Article: Mashtif
"Chalk Artist puts "P" into Passion"
By Jody Hopkinson
The Napier Courier, 16th December, 1999
Kate White is the provocative artist behind the chalk drawings in Napier. Currently she is preparing to complete a 9ft X 6ft mural in chalks of Renoir's "Luncheon of the Boating Party".
"It's going to be a mission. I'll go through hundreds of chalks. When it's completed we're going to frame it and it will look like a painting."
The mural will take up a wall in O'Flaherty's bar on Hastings Street, while on another wall are her chalk interpretations of the various beers sold in the pub. The mural should be completed by Christmas.
As well as her art - including her speciality, portraits of pets - Kate works at the Hawke's Bay Museum as an archivist.
Kate rejects in part, people's assertion that she "must have a natural talent".
"I have spent millions of hours learning to draw. Art is like any career - it needs practice. Part of my art is a gift but the rest of it is practice."
Her talent, however, is obvious, with the response to her recent exhibition being overwhelmingly positive.
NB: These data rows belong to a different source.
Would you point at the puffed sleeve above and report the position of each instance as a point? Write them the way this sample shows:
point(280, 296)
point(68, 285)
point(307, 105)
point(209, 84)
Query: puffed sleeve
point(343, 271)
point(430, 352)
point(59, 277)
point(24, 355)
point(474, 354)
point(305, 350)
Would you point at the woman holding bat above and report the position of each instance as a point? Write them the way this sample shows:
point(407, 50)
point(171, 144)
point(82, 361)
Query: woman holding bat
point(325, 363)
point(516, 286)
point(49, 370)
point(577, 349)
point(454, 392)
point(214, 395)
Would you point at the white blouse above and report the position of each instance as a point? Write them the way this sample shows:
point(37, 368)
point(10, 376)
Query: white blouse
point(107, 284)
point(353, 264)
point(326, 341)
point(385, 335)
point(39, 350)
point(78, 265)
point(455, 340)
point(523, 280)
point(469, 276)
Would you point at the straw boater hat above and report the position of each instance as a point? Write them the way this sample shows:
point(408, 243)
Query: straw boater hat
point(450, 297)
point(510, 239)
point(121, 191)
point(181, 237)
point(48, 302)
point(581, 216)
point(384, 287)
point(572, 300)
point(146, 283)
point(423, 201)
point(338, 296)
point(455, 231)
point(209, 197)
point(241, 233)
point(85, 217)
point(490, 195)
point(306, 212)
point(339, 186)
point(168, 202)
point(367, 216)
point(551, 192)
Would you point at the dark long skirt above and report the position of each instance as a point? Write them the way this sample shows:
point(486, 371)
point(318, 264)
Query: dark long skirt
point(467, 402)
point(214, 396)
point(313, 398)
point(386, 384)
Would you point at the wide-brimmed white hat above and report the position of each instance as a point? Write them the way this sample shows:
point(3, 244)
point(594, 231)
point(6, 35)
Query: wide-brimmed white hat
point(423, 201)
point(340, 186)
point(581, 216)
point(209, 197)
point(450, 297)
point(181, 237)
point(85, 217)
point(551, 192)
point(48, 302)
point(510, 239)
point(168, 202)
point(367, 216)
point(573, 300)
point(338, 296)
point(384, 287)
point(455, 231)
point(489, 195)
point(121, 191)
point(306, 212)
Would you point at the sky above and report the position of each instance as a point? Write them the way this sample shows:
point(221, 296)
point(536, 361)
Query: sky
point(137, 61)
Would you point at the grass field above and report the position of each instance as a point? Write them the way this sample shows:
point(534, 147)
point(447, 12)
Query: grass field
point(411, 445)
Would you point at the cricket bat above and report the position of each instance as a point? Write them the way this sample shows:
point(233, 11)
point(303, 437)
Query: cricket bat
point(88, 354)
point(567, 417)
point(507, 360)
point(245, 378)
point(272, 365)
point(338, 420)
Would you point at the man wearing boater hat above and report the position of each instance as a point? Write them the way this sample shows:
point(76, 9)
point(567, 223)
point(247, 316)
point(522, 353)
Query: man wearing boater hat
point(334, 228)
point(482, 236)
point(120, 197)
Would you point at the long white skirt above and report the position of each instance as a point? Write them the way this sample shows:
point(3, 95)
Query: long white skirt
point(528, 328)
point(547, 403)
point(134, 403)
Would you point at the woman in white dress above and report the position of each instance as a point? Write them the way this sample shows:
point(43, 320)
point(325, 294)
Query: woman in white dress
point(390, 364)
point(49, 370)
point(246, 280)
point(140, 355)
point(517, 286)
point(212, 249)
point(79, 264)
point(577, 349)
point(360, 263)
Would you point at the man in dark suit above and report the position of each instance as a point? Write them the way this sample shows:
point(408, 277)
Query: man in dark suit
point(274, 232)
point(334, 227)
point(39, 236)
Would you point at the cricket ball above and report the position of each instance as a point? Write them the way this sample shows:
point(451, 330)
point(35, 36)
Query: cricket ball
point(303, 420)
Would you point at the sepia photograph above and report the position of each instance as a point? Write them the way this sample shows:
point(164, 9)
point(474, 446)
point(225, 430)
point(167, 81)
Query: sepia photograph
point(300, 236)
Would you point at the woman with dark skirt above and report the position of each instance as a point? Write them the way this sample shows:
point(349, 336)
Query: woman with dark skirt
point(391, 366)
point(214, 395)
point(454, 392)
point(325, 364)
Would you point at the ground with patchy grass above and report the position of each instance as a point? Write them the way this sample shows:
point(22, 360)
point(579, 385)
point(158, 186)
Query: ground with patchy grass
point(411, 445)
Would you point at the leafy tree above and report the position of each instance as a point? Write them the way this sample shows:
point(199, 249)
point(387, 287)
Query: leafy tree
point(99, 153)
Her exhibition "Mashtif"- drunken speak for imaginative, at the Hawke's Bay Community Arts Centre, has just finished. The paintings from that show are now on display at Ujazi Café on Tennyson Street and in Café Graaz in Dalton Street.
Putting the 'p' into passion, Kate says her show was cathartic...Her "Mashtif" works included a huge angry stallion with a feather between its teeth, which was inspired by "imagine the aggressor stopping in mid-flight to appreciate a fragile aesthetic."
"If I had expressed myself exactly how I wanted, even I couldn't have put them on my walls".
Kate believes the role of an artist is to draw out a reaction to their work.
"Getting a reaction is the purpose of my art. Even if it's derogatory, that is better than the viewer not remembering it at all. If you don't stimulate those who experience your art, you have failed."